Methods: We analyzed the genomic and immune landscape of 54 cases of NC that underwent DNA- and RNA-based NGS sequencing (Caris).
Results: While NC is driven by NUTM1 fusion oncoproteins, co-occurring DNA mutations in epigenetic or cell cycle pathways were observed in 26% of cases. There was no significant difference between the fusion partner of NUTM1 and co-occurring gene mutations. RNA sequencing analysis showed increased MYC pathway activity in NC compared with head and neck squamous cell carcinoma (HNSCC) and lung squamous cell carcinoma (LUSC), which is consistent with the known pathophysiology of NC. Characterization of the NC tumor microenvironment using RNA sequencing revealed significantly lower immune cell infiltration compared with HNSCC and LUSC. NC was 10× higher in patients with HNSCC and LUSC younger than 50 years than in those older than 70 years.

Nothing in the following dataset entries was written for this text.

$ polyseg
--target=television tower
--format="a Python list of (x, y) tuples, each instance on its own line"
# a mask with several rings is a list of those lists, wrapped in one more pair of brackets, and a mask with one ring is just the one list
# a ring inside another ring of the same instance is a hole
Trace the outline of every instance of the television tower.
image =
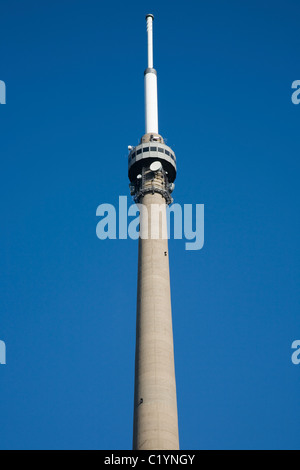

Conclusion: To our knowledge, this is the first series of NC profiled broadly at the DNA and RNA level. We observed fewer intratumoral immune cells by RNA sequencing, which may be associated with anecdotal data of lack of immunotherapy benefit in NC. High MYC pathway activity in NC supports ongoing trials targeting MYC suppression. The incidence of NC among patients younger than 50 years with LUSC/HNSCC supports testing for NC in these patients. The prognosis of NCs remains dismal, and future studies should focus on improving the response to immunotherapy and targeting MYC.